- Born: 31 October 2007 (age 18) Budapest, Hungary

Gymnastics career
- Discipline: Rhythmic gymnastics
- Country represented: Portugal (2025-present)
- Former countries represented: Hungary
- Club: Sporting Club de Portugal
- Head coach: Sandra Conde Nunes
- Former coach: Tímea Koch-Tiringer

= Eva Blanka Gyulai =

Hungarian rhythmic gymnast

Éva Blanka Gyulai (born 31 October 2007) is a Hungarian rhythmic gymnast. She represents Portugal in international competitions since 2025.

==Career==
===Junior===
In 2020 she represented Hungary with Evelin Viktória Kocsis, Blanka Krasznay and senior Fanni Pigniczki at the European Championships in Kyiv. She was 16th in rope and 19th in ribbon qualifications.

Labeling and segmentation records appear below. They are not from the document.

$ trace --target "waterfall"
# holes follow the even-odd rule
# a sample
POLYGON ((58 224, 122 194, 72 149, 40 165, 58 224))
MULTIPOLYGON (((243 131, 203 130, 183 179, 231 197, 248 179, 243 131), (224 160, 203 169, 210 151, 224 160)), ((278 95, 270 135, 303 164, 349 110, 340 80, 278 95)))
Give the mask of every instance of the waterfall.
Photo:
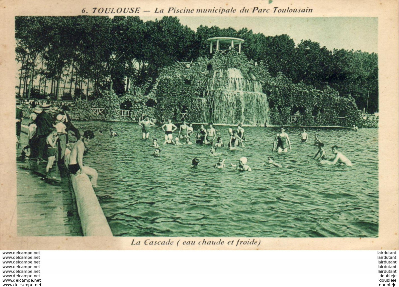
POLYGON ((269 120, 269 104, 262 85, 245 79, 235 68, 215 70, 204 91, 205 118, 215 124, 254 125, 269 120))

In 2022, she won bronze medal in hoop final at International Tournament in Portimão. She represented Hungary together with Szonja Voeroes at the 2022 European Championships in Tel Aviv, and took 12th place in team competition. She was 21st with hoop and 14th with ball in qualifications.

===Senior===
In 2023, she took 8th place in all-around and won bronze medal in ball final at Grand Prix Brno.

She competed at the 1st European Cup in Baku.

In 2025, she chose to represent Portugal, because she also has a Portuguese citizenship. She competed at World Challenge Cup in Cluj-Napoca, and ended on 49th place in all-around.

In 2026, she competed at Tashkent World Cup and took 58th place in all-around.